Wow: This Guy’s Milquetoast Tweets Ended The ‘Games Cause Violence’ Debate

Local man Sack Swinders has reason to celebrate tonight, as his unbelievably pedestrian tweets about gun violence in games have not only definitively ended all debates about the potential harmful effects of gaming, but have also led to sweeping gun control reforms across America.

Swinders, who took to Twitter on Sunday morning to tweet ‘it’s bullshit when people say violence in games makes people violent….I’ve played a lot of Mario, but I’ve never jumped on a turtle?,’ effectively and accidentally brought a close to the long-running debate – finally and definitively proving that there is no link between games and violence, and that the military-entertainment complex is blameless in American gun fetishisation.

“I knew exactly what I was doing,” Swinders told Point & Clickbait, admiring the tweet’s seven retweets. “I knew that this would be the one.
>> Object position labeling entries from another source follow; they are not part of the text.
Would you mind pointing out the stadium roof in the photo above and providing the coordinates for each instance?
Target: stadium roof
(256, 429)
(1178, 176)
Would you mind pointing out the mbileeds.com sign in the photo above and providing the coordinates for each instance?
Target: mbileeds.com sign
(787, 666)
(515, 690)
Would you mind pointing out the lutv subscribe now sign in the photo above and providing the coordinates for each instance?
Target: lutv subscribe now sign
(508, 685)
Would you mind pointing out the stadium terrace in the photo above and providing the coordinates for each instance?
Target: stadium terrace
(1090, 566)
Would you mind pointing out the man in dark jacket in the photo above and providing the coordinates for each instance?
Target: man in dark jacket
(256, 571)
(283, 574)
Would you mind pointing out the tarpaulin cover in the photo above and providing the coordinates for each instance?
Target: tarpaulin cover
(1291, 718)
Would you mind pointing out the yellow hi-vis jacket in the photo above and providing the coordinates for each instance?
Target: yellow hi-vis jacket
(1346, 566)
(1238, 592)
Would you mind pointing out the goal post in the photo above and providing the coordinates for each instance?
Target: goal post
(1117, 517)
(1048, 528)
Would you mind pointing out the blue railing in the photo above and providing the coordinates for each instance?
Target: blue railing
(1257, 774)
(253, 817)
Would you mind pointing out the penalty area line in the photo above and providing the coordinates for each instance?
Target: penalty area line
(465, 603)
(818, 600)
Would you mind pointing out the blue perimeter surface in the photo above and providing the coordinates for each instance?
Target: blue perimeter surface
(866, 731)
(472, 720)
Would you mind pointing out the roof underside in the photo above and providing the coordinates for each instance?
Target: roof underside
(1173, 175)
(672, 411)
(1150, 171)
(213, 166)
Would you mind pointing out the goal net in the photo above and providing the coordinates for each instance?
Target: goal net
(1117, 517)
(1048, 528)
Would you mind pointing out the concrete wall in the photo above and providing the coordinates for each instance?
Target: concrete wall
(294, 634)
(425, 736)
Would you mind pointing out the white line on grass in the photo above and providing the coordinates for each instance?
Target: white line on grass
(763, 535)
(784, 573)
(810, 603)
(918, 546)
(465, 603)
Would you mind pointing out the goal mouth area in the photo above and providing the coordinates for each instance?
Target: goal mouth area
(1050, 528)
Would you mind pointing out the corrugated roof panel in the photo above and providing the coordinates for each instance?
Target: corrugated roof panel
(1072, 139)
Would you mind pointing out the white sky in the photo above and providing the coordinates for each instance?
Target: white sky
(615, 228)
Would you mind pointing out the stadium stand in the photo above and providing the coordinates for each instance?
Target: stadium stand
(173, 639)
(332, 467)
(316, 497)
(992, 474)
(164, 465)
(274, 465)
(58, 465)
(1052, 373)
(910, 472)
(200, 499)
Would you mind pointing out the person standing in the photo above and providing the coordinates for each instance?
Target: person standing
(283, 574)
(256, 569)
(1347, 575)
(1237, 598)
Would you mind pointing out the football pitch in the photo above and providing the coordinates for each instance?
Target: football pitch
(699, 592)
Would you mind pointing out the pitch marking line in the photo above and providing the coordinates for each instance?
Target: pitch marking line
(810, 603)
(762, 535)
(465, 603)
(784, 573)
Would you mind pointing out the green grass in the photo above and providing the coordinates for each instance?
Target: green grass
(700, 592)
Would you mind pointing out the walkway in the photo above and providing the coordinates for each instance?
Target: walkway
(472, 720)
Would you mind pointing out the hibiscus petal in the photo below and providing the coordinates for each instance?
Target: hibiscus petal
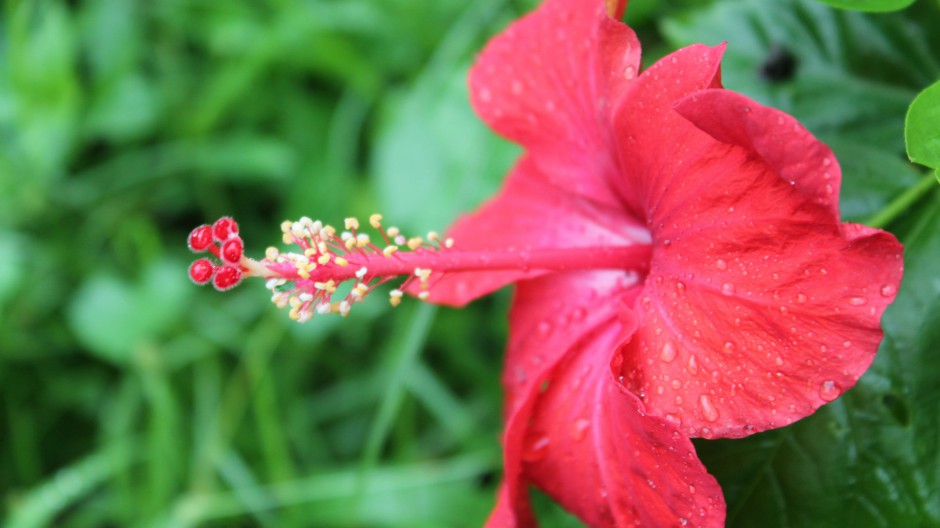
(574, 434)
(760, 307)
(545, 83)
(531, 214)
(776, 137)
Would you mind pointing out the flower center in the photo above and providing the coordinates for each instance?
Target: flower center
(348, 265)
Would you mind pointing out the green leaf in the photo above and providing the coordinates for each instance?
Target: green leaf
(869, 5)
(112, 318)
(922, 128)
(434, 151)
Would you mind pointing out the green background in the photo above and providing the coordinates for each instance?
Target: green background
(130, 397)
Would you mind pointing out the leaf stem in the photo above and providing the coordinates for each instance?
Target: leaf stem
(900, 204)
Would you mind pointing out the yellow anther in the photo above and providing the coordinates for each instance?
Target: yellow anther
(279, 300)
(423, 274)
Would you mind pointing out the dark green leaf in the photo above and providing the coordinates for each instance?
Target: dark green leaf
(869, 5)
(922, 128)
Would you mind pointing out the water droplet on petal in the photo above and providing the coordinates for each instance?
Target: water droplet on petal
(708, 410)
(536, 450)
(544, 328)
(579, 428)
(668, 353)
(828, 390)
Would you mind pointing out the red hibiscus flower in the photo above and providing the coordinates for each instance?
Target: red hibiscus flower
(680, 268)
(755, 307)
Within an hour, even Fox News was calling for a ban on semiautomatic weapons – but NOT in games.”

Due to popular demand, Swinders followed his tweet up with a further denouement that was equal parts bland and devastating: “hmmm, another school shooting….and once again we’re going to blame games. The real bad guy? Guns.” Within six minutes of the tweet being sent – enough time for the first of an eventual three retweets to roll in – new laws had been passed, demanding the dismantling of all privately-owned guns within the country. Simultaneously and unrelatedly, two new Call of Duty games were announced.

To Swinders, this is all simply common sense. “The thing the politicians were failing to realise was that games were not at fault here,” he said, earnestly. “They blamed games in entirely good faith, because that’s what they honestly believed – that the shooters were gamers. But I knew better, and once I made it clear, quite logically I might add, that games weren’t at fault, everyone immediately moved onto gun reform.”

Swinders, who screenshotted both tweets and uploaded them to Facebook – which ultimately kicked off a system whereby bullets could be traded in for new copies of the freshly-announced Call of Duty: Respect the Troops, despite garnering no likes from his 863 friends – is simply glad to have definitively proven that games are, in fact, good.

“That’s really all I cared about. I love games, because I think they’re fun, sometimes,” he noted as he absent-mindedly pre-ordered a copy of Call of Duty: Respect the Troops “Nothing is more important than that.”

“In truth, though, I actually jump on turtles all the time,” he admitted. “I jumped on three just this morning. I hate them. Fuck turtles.”